When AI Attacks the Rails: The Security Frontier
Another critical intersection between AI capital and crypto lies in the realm of security. In November, Anthropic released a report detailing what it described as the first large-scale espionage campaign orchestrated by an AI agent. A China-linked group reportedly jailbroke Anthropic’s Claude Code product, leveraging it to automate reconnaissance, exploit development, credential harvesting, and lateral movement across approximately 30 victim organizations. While some attacks succeeded, others failed due to the model hallucinating fake credentials or stealing publicly available documents. The most alarming revelation was that natural language prompts, rather than a room full of human operators, drove most of the attack chain.
Crypto exchanges and custodians find themselves directly within this blast radius. They already incorporate AI into their trading surveillance, customer support, and fraud monitoring systems. As more operations become automated through AI agents, the very tools designed to route orders or monitor for money laundering will become attractive targets. The dense concentration of keys and hot wallets inherent in these platforms makes them highly appealing to any group capable of directing a sophisticated, Claude-sized agent at a network.
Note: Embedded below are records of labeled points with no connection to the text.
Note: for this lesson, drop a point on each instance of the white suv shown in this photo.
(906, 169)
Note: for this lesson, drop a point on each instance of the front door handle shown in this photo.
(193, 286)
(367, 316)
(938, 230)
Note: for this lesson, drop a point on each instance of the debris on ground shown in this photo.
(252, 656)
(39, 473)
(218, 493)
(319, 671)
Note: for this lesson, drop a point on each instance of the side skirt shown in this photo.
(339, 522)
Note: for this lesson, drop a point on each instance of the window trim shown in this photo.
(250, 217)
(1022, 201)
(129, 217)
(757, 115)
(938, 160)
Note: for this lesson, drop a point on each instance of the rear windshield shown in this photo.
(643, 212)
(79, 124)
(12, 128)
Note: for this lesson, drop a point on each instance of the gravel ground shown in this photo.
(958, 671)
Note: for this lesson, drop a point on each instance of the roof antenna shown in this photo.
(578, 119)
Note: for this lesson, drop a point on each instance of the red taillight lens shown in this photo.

In the event of a major AI-driven breach at a significant exchange, the subsequent regulatory response would likely view AI and crypto as a single, interconnected risk surface sitting atop critical financial infrastructure, regardless of whether the affected venue trades Nvidia equity, Bitcoin, or both.
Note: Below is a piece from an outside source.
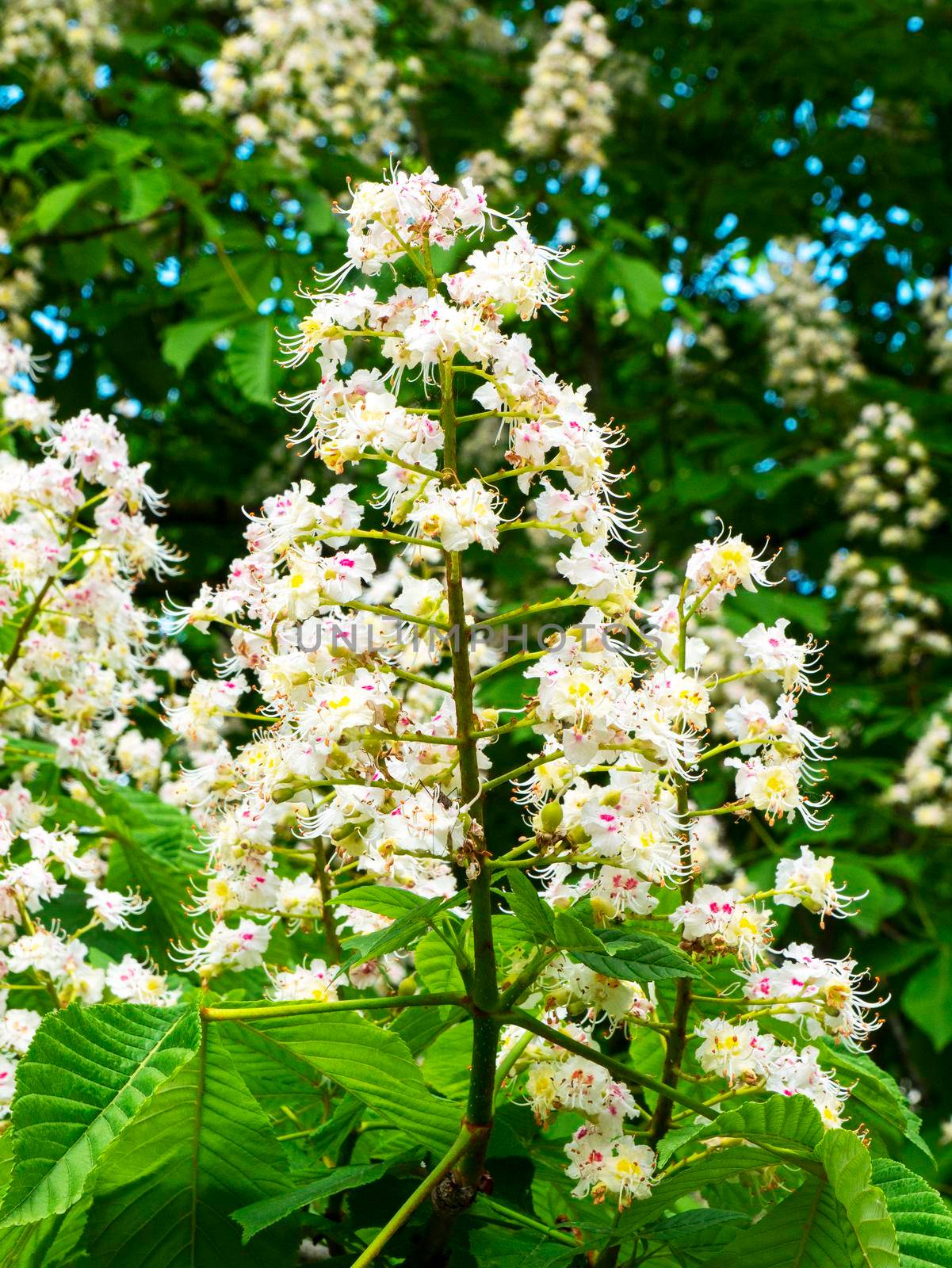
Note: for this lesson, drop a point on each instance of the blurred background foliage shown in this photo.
(150, 251)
Is AI Truly Eating Crypto Liquidity? A Nuanced Perspective
The honest answer is that AI is doing something far more intricate and interesting than simply devouring crypto liquidity. It is fundamentally re-setting the price of risk for anything that touches compute. Venture capital that might once have pursued Layer 1 blockchain projects is now funding foundation models and AI infrastructure. Public equity investors are weighing substantial drawdowns in legacy companies like Oracle against the speculative potential of a $300 billion OpenAI cloud deal. Private markets are comfortable valuing a developer tool like Cursor on par with a mid-cap token network. Bitcoin miners are strategically rebranding as data center operators, securing long-term contracts with hyperscalers. Meanwhile, token projects are actively attempting to append “AI” to their tickers, recognizing where the current market excitement resides.
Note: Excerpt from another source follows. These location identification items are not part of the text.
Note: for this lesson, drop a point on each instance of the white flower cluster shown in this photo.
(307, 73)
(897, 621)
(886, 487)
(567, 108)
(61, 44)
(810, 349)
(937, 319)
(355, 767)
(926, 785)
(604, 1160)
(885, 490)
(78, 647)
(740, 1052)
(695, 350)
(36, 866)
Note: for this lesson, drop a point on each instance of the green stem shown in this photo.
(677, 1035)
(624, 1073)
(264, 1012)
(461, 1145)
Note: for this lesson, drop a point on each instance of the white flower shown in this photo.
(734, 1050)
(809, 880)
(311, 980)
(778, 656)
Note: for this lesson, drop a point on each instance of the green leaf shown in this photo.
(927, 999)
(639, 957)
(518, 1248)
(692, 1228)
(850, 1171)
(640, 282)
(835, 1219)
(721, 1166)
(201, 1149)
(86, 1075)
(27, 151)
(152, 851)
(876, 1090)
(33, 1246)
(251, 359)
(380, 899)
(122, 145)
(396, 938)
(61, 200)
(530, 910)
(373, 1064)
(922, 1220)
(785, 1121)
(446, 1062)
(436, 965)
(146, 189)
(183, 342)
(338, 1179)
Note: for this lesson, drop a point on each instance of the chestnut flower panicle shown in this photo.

From within the crypto industry, this market dynamic might indeed appear like a food chain where AI relentlessly consumes everything in its path. However, the reality is always more nuanced and complex. Over the past two years, AI has solidified its position as the benchmark trade for future computing. This dominant narrative inevitably pulls Bitcoin infrastructure, AI tokens, and even the security of exchanges into the same overarching story. Therefore, liquidity isn't vanishing outright; it’s dynamically moving and re-pricing everything else against the one sector that has successfully convinced markets to fund trillion-dollar capital expenditure plans based largely on a promise and compelling demonstration.